Хулио выскакивает следом и ловит ее на тротуаре.
– Так вот оно что? – восклицает он, и его лицо вспыхивает от гнева, когда он преграждает Эмбер путь. – Если ты не появишься через час, мы должны будем просто уехать?
Она смотрит на его ноги.
– Я имею в виду, что тебе не стоит меня ждать. Тебе будет хорошо с Джеком и Флёр.
Джек крепко сжимает мою руку, как будто знает, насколько я близка к тому, чтобы выпрыгнуть из машины.
Хулио отшатывается, точно от удара.
– Что это вообще значит?
– Однажды я уже бросила свою мать и не могу оставить ее снова. Вдруг она нуждается во мне?
Она обходит его, но он снова хватает ее за руку.
– Не убегай! – Налетает порыв ветра, горячего и настойчивого. Хулио понижает голос почти до шепота, но мы все равно слышим его слова: – Не убегай от нас. Пожалуйста. Я пойду с тобой. Клянусь, я не буду мешать.
– Я должна сделать это одна.
– Тогда пообещай, что вернешься. – Он всматривается в ее лицо, ожидая этого заверения. – Как насчет прошлой ночи? Неужели прошлая ночь ничего для тебя не значит?

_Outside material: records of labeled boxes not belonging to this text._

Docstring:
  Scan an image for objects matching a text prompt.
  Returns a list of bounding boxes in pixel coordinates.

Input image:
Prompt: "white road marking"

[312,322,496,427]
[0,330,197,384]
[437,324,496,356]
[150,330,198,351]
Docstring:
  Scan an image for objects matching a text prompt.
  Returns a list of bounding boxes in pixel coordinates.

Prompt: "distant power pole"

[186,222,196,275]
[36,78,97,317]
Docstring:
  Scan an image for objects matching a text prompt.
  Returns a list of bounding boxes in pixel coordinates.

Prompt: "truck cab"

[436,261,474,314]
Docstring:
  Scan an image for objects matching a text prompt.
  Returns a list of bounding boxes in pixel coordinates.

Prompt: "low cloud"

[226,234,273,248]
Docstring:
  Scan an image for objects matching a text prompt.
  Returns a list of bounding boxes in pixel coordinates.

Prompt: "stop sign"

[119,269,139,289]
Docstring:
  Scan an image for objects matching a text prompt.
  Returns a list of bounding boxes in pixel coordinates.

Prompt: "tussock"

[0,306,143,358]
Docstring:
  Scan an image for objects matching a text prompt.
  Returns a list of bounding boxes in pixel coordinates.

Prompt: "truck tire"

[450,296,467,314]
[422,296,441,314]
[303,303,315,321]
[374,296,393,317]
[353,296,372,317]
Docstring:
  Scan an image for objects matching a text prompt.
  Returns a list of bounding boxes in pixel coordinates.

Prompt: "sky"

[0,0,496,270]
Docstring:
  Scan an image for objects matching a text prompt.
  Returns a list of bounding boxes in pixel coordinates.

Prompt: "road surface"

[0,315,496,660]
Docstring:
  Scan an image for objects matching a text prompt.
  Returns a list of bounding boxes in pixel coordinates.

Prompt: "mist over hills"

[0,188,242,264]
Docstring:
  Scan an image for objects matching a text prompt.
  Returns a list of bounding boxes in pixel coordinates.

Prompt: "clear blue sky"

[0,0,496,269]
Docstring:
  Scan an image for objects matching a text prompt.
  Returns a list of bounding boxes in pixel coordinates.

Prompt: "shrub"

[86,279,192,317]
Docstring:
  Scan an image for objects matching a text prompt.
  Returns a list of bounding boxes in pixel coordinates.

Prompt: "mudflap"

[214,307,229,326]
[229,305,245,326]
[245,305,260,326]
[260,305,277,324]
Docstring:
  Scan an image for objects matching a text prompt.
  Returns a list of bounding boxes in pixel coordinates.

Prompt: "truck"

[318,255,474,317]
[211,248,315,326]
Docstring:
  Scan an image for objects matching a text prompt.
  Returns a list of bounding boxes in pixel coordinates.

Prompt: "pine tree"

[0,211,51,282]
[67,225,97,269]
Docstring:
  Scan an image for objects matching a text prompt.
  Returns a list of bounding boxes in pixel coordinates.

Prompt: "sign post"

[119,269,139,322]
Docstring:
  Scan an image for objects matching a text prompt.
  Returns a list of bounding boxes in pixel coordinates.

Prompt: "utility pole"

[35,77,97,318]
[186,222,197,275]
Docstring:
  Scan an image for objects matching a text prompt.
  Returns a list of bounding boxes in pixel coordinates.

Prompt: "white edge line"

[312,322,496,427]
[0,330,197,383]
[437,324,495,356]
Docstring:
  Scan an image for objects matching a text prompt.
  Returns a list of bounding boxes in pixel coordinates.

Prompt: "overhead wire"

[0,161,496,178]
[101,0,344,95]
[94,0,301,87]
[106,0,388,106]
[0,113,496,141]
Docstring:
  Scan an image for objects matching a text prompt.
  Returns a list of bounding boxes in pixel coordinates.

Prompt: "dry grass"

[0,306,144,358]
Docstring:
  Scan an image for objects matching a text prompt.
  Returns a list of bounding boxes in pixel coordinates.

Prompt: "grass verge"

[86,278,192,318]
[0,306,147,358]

Она смотрит ему прямо в глаза – впервые с тех пор, как мы проснулись нынче утром, и по ее щеке скатывается слеза. Комок застывает у меня в горле, когда Эмбер говорит: «Я должна идти» – и отстраняется от Хулио. Бросив на него прощальный взгляд, она обхватывает себя руками и шагает вперед.
* * *
Хулио возвращается в машину, захлопывает дверцу и, плюхнувшись на заднее сиденье, забивается в угол и битых полчаса смотрит вдаль, затерявшись в собственных мыслях. Я никогда его таким не видела. Его лицо прорезали глубокие морщины беспокойства, за которыми прячется пожилой человек. Тот, кому не все равно. Тот, который противится перспективе умереть в одиночестве. Эмбер не появляется. С каждой проходящей минутой мое сердце все сильнее болит за него. За всех нас.
– Она вернется, – заверяю я его. – Мы будем ждать столько, сколько потребуется.
Хулио трет глаза и смотрит на улицу, вниз по которой Эмбер ушла тридцать две минуты назад, словно одной силы его желания достаточно, чтобы чудодейственным образом вернуть ее обратно.
Джек постукивает по рулю, изучая лица пешеходов и проезжающие по другой стороне дороги машины. Он наклоняет голову, чтобы видеть колышущийся на ветру флаг на парковке. Прислонившись головой к окну, я наблюдаю, как по небу плывут легкие прозрачные облачка, какие обычно бывают в пустыне. Они кажутся ненастоящими. Билет на самолет до Большого каньона двадцать с лишним лет назад стал моим единственным на сегодняшний момент приближением к пустыне. Предполагалось, что это мое желание, мое путешествие мечты, веха, отмечающая конец моей жизни, и почему-то мне кажется правильным и одновременно неправильным, что мы сидим здесь, уставившись в бездну собственных темных мыслей. Внезапно я понимаю, что больше не хочу видеть Большой каньон.
Серые облака начинают собираться, как перекати-поле. Они наползают на солнце, отбрасывая тень на машину. Я закрываю глаза и делаю медленный глубокий вдох, исполненная решимости обуздать свой дурной настрой. Джек приоткрывает окно, а Хулио беспокойно ерзает на заднем сиденье. Воздух покалывает от предчувствия чего-то, недоступного моему пониманию, и я открываю глаза, внезапно встревожившись.
Джек до предела опускает свое окно, и сквозь него задувает холодный ветер, принося с собой тяжелый запах пыли и креозота. На лобовом стекле появляется капля дождя. Потом еще одна. И еще. Показания термометра на приборной панели начинают падать.